Stay hydrated. Dehydration can lead to early labor. Be on the lookout for signs of labor. The mucus plug, lower back pain, contractions, your water breaking. Some women have many signs and some have just a few.
Baby is about the size of a romaine lettuce.
Whether you’re breastfeeding or formula feeding, sterilize the bottles and nipples and get all your items prepared. If breastfeeding, invest in some good nursing bras.
At this point you may feel like you’re going crazy and can’t wait for the baby to come. Each child is different. Try to take your mind off of this and relieve any anxiety by working on a baby book, sending out thank you cards from a baby shower, or continue nesting.
At your weekly prenatal appointments, your provider will now check for dilation or effacement. Effacement is the thinning of the cervix and dilation is the opening of the cervix. While you may be dilated at a 1 or 2, that doesn’t mean you’ll go into labor that day. You may, or it may be next week or so on.
Baby is about the size of a leek.
Ready for baby to make his or her debut? Now that baby is considered full-term, you can try inducing labor at home. While there are a lot of “ideas” out there on how to induce labor at home, from spicy food to intercourse, one of the best and safest ways is by taking daily walks. It’s not necessarily proven, but it’s good exercise and gravity can help do it’s part with all that pressure in the pelvis.

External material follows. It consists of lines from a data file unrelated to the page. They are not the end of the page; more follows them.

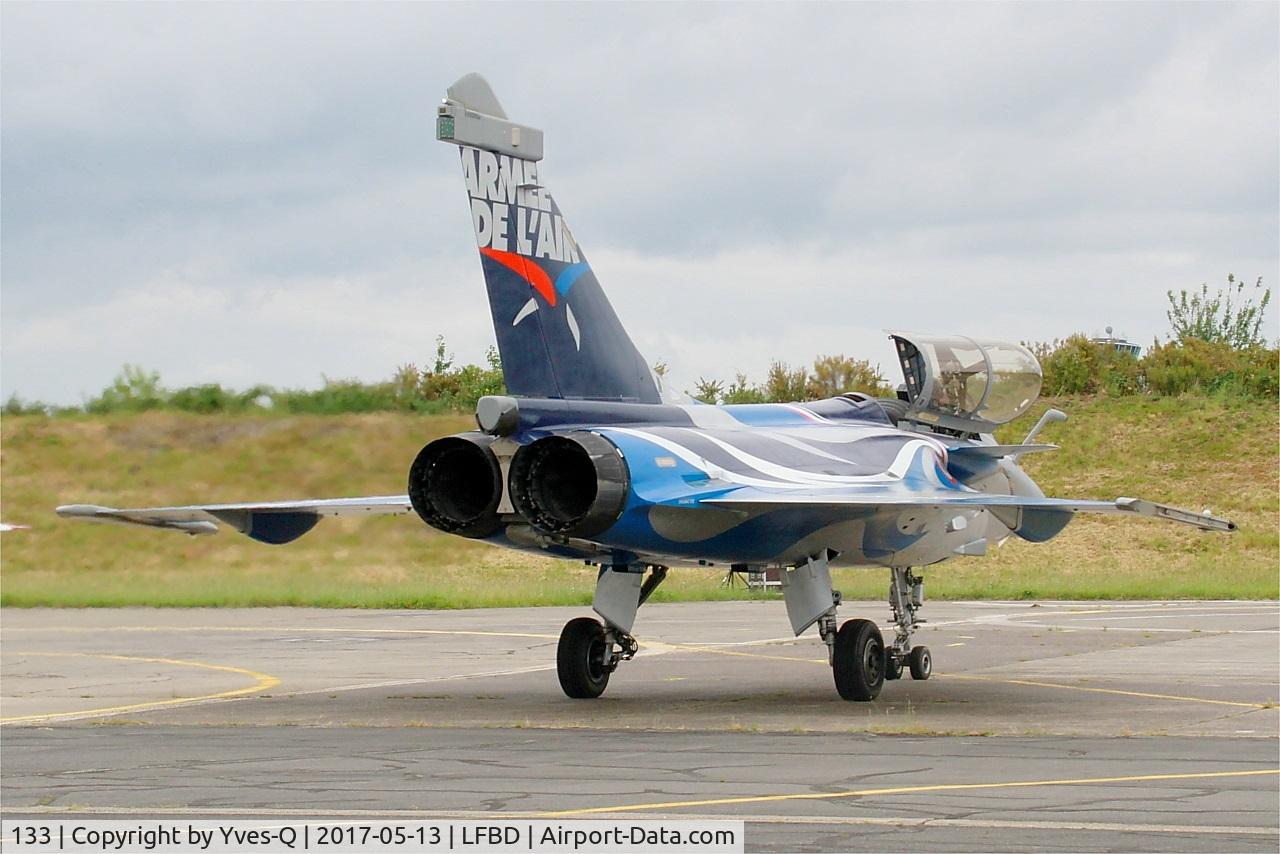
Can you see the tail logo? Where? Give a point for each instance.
(519, 227)
(542, 283)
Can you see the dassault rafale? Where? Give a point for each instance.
(586, 459)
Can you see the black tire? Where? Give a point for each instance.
(859, 661)
(920, 662)
(892, 666)
(580, 658)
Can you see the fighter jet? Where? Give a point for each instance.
(585, 459)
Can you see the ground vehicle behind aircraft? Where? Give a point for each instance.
(585, 460)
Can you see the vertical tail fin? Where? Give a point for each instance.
(557, 332)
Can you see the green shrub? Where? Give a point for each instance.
(132, 391)
(1077, 365)
(1201, 366)
(833, 375)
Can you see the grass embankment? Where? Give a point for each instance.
(1192, 452)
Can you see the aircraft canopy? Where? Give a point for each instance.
(965, 383)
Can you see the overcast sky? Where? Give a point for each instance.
(252, 193)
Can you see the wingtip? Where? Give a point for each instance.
(81, 511)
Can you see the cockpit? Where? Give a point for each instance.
(964, 383)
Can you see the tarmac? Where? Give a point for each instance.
(1056, 726)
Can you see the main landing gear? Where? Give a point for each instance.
(590, 651)
(860, 662)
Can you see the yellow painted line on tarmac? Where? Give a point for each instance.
(906, 790)
(991, 679)
(263, 683)
(288, 630)
(1107, 690)
(717, 651)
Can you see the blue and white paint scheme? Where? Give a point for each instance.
(586, 460)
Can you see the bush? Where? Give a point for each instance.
(132, 391)
(1202, 366)
(1079, 366)
(836, 375)
(1228, 316)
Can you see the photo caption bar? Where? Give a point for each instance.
(177, 836)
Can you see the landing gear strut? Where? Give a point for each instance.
(589, 651)
(905, 597)
(860, 661)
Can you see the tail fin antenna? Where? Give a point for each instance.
(557, 332)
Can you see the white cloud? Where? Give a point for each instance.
(250, 193)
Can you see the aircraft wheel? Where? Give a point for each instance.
(580, 658)
(920, 662)
(892, 666)
(859, 661)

At this point, you’re in the waiting game until baby decides to appear. Continue with your weekly prenatal checks and finalize your work and home needs for when the moment arrives. If you have other children or pets, make sure you have someone ready to take care of them if need be.
Baby is about the size of a pumpkin.
Welcome to the official due date of your little bundle! While this is their due date, they may not quite be ready to vacate their first apartment. This is normal. Continue your follow-up appointments with your provider, continue inducing at home if you want, and rest. At your appointment, you may discuss medically inducing labor and when that should occur.
Most likely you will go into labor within a week of your due date, so don’t fret if you’re ready for baby to come out.
Baby is the size of a watermelon.
Depending on your mental state and the health of the baby, you can either continue to wait it out if baby is still cozy or schedule an induction with your provider. Your provider will assist you based on the baby’s levels and needs. In some cases, it may be best to medically induce and in other’s it may not be necessary.
At this point, you can go into labor at any time, so just be prepared and try to rest as often as you can in-between trying to naturally induce.